I've been vis migging today. Starting not long after sunrise I headed out to see migration happening before my eyes. I found myself on a stream bed looking up at a flow of meadow pipits all heading south in an incredibly determined way that will take some as far as Africa.  These birds weight only about 18g and yet they were battling into a force 5-6 south-westerly travelling across miles of sea, not even taking a breather but just a bit of shelter at the island and then pressing on for another 8 miles till they would reach Lothian. I stood in Fluke Street first and count birds for 15 mins. as they went through. 113 meadow pipits, 1 swalllow and 5 siskins.

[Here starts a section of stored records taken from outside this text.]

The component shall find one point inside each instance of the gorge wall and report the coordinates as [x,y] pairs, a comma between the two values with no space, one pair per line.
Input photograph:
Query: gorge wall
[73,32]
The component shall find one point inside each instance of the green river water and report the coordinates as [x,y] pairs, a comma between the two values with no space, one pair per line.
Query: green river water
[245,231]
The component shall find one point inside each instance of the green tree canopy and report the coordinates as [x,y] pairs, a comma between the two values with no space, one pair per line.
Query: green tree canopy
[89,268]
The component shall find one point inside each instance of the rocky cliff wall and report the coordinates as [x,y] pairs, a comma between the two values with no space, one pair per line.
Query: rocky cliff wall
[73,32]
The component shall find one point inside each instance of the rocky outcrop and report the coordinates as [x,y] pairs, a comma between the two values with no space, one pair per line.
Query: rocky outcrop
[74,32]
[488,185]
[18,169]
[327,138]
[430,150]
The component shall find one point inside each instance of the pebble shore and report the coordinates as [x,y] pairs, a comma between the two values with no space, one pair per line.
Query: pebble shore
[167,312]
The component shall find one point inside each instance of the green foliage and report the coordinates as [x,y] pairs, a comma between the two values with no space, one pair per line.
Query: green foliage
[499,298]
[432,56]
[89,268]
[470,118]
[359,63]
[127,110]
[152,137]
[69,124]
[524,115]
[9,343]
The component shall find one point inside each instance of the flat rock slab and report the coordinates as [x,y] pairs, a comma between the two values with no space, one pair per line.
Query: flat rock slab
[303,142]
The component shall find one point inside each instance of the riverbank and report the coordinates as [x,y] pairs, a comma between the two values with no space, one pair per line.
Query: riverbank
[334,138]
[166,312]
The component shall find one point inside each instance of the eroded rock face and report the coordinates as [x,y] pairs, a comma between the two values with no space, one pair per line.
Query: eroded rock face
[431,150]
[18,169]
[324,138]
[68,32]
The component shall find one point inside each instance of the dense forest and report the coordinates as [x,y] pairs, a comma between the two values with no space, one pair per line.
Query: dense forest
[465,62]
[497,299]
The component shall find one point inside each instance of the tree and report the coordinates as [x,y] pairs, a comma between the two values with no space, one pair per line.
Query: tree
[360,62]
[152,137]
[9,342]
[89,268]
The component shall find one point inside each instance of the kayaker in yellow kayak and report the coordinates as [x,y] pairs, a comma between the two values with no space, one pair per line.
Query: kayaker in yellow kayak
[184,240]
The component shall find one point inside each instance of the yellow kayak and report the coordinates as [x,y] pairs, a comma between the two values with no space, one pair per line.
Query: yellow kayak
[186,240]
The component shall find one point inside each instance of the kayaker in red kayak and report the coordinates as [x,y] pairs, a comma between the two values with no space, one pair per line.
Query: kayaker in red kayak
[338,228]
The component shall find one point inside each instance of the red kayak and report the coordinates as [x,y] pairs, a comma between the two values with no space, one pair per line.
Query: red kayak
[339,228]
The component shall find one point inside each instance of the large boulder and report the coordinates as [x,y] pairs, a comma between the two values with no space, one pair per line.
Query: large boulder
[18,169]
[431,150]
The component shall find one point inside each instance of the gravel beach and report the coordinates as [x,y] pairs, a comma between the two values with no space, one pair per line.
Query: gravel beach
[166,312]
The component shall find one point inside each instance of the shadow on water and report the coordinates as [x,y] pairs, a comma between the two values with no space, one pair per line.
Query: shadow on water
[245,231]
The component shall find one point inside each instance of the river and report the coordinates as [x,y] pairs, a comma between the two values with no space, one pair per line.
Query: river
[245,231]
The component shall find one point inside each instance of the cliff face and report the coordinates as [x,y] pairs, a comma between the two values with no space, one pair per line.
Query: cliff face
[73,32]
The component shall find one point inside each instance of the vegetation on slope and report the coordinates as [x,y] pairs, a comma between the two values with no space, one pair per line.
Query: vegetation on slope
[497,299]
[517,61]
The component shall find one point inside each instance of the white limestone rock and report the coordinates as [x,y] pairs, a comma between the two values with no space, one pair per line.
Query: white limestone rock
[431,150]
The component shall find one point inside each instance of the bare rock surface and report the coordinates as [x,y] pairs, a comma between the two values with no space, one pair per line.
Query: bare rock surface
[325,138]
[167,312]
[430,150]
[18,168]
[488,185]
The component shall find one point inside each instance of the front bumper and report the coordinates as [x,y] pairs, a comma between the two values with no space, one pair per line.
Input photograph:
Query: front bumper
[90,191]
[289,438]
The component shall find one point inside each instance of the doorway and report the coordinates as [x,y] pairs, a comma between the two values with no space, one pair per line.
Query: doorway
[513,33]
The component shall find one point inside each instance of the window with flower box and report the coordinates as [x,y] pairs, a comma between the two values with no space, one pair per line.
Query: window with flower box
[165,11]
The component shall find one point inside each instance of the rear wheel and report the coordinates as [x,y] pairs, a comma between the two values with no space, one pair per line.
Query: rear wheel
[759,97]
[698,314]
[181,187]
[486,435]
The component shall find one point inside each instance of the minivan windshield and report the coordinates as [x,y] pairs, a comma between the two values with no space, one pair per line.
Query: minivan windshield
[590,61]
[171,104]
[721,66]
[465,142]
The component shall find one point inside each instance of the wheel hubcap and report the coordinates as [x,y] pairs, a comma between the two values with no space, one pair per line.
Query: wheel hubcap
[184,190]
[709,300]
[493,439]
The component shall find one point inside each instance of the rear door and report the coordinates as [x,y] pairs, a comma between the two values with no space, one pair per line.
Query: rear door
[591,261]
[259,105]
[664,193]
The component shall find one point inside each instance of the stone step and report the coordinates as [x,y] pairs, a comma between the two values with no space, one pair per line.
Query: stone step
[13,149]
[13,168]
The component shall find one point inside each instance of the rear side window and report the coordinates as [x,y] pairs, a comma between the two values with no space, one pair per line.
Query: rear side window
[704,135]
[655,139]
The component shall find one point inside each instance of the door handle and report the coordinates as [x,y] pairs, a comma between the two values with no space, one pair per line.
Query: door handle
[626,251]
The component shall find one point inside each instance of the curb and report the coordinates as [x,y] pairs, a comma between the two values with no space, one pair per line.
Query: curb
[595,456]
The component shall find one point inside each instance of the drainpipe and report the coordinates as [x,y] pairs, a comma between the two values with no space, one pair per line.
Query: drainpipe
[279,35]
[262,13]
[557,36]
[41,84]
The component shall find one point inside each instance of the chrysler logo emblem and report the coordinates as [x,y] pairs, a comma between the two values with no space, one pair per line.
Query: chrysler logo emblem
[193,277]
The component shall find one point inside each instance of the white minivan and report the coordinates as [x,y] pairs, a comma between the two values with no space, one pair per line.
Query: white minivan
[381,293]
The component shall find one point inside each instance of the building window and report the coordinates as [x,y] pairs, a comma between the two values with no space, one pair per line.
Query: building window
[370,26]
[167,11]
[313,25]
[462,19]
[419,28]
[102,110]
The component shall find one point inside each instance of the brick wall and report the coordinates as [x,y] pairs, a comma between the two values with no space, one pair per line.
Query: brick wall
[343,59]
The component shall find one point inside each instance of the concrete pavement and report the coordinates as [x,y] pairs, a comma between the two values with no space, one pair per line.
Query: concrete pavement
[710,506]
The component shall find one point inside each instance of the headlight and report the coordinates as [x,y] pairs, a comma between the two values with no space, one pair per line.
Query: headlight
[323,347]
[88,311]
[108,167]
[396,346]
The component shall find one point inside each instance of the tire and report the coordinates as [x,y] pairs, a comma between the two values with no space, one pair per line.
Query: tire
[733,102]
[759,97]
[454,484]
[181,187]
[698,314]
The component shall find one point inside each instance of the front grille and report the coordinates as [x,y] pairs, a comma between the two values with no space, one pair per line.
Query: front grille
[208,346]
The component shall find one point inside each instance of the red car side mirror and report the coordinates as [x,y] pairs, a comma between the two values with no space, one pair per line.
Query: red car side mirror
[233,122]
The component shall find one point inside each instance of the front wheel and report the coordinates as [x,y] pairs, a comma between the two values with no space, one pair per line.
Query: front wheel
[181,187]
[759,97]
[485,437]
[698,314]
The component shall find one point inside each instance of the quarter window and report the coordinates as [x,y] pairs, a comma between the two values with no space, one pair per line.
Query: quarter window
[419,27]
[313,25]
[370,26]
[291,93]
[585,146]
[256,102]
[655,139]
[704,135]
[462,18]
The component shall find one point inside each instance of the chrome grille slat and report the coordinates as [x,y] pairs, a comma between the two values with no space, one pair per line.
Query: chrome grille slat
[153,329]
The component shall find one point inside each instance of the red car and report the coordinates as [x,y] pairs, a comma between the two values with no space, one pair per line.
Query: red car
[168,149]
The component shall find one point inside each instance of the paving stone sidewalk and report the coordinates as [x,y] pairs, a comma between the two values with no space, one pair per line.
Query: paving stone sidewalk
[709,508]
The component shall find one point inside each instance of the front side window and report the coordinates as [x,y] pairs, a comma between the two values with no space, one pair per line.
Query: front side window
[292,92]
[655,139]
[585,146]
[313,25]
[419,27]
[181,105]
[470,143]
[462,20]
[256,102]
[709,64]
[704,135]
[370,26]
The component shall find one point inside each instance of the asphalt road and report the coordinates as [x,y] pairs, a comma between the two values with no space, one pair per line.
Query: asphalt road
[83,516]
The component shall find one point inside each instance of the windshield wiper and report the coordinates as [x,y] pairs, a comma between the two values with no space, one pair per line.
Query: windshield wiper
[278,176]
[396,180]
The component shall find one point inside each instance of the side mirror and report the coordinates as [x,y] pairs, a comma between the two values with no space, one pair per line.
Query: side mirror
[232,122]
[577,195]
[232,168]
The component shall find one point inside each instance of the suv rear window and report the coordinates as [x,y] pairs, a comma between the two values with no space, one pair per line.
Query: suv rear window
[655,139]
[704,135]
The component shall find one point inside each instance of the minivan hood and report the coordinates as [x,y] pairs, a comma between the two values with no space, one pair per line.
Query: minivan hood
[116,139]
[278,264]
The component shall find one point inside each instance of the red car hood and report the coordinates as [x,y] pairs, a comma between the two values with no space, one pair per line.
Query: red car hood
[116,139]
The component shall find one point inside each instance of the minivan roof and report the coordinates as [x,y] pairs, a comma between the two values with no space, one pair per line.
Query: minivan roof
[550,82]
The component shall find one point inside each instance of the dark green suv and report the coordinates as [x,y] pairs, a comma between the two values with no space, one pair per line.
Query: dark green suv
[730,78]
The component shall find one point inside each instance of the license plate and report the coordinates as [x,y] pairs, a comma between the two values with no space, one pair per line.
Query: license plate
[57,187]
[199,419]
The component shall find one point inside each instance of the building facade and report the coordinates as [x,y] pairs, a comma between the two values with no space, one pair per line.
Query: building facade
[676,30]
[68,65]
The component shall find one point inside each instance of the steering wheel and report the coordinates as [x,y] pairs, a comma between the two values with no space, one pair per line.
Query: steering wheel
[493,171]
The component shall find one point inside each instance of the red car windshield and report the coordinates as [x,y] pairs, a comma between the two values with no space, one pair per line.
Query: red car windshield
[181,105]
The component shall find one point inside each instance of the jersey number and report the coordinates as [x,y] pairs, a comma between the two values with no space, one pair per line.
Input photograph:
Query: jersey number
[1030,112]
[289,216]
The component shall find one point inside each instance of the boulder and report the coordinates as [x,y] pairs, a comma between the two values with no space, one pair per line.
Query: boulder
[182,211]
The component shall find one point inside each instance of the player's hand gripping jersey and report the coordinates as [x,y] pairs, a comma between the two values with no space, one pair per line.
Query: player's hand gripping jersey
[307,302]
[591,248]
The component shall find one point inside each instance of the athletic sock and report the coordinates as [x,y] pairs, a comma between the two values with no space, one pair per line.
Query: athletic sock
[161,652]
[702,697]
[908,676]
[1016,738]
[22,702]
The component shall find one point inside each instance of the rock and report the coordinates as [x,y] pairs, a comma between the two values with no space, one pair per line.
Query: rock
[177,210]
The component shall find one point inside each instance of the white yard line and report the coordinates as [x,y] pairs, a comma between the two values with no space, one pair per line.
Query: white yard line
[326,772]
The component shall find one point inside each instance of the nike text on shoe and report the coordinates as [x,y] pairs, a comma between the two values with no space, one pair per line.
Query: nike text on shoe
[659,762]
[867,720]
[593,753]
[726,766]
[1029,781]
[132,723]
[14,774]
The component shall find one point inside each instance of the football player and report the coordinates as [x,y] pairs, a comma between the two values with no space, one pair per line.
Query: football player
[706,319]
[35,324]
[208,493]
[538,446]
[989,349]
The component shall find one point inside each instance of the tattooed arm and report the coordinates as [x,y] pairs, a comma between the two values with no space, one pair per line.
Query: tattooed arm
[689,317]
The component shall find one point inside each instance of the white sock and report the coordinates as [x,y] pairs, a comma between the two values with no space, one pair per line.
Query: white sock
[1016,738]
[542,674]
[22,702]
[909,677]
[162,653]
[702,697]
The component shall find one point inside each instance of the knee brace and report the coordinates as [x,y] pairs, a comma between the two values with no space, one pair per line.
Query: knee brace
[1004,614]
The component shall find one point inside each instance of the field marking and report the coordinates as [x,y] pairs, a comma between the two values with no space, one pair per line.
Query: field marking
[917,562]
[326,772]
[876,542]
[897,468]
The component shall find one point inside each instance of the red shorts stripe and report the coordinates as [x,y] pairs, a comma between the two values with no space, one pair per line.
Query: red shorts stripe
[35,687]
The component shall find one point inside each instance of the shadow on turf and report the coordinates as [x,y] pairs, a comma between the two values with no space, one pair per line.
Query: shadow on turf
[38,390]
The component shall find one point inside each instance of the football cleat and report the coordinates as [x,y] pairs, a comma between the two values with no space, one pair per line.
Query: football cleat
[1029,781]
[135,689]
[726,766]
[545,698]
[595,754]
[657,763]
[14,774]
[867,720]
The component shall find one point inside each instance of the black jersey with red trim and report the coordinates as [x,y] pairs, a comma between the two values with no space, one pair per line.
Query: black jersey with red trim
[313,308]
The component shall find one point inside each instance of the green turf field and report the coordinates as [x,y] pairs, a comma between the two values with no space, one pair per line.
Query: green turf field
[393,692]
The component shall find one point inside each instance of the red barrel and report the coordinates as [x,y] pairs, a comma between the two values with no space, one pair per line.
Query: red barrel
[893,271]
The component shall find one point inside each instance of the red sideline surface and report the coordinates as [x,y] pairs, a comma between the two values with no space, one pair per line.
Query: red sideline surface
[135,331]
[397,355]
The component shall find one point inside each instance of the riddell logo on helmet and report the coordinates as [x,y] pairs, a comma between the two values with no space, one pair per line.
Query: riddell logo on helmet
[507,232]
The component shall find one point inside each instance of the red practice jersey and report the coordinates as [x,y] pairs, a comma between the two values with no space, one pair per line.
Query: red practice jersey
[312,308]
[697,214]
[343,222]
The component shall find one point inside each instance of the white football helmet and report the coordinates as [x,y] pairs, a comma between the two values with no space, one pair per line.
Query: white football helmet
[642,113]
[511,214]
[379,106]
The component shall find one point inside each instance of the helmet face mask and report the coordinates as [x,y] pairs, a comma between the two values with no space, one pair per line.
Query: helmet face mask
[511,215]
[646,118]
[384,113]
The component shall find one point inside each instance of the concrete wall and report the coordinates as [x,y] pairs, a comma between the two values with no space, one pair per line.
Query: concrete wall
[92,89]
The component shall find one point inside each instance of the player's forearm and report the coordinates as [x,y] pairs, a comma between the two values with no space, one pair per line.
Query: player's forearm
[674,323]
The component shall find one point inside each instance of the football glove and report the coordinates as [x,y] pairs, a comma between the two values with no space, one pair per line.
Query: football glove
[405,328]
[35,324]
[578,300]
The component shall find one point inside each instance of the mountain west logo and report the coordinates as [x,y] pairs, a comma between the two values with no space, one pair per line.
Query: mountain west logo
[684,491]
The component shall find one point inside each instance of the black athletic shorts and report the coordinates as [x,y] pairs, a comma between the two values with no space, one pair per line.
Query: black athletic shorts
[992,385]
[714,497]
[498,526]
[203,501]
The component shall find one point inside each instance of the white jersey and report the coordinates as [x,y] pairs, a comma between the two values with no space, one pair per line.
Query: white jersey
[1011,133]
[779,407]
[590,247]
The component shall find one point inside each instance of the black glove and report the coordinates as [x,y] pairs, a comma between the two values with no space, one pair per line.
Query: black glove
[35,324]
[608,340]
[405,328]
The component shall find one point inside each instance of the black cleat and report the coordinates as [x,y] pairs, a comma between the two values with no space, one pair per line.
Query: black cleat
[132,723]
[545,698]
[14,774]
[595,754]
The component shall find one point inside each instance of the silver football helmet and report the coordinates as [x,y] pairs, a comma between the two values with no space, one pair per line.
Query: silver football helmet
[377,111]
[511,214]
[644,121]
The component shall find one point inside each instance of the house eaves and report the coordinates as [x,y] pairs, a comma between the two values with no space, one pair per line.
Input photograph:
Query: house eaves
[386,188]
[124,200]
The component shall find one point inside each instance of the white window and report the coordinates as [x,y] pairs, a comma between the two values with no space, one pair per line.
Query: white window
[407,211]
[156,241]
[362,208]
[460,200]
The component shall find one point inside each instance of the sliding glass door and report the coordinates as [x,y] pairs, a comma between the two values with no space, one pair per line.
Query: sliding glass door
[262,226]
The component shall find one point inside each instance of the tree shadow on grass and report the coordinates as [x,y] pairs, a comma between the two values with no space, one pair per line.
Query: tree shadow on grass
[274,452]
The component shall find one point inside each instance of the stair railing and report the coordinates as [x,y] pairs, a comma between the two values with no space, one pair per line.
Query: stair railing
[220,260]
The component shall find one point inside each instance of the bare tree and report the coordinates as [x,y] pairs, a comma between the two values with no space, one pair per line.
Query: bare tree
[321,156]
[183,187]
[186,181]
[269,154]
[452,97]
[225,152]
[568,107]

I then headed up to the top of the south plateau and counted for another 15 mins. 184 meadow pipits passed with 4 house martins, 1 siskin and 24 starlings mixed in. This river of pipits went on for at 4 hours until drying up by 11.00ish. A bit of extrapolation means that between 2000 and 3000 meadow pipits flew south over the island this morning. And this has been going on for several days. What a way to start the day. Vis migging?  Well it is short for visible migration count.

The other end of the day - sunset watched by 2 island inhabitants.

A huge cable laying ship passes the island tonight lit up like a Christmas tree.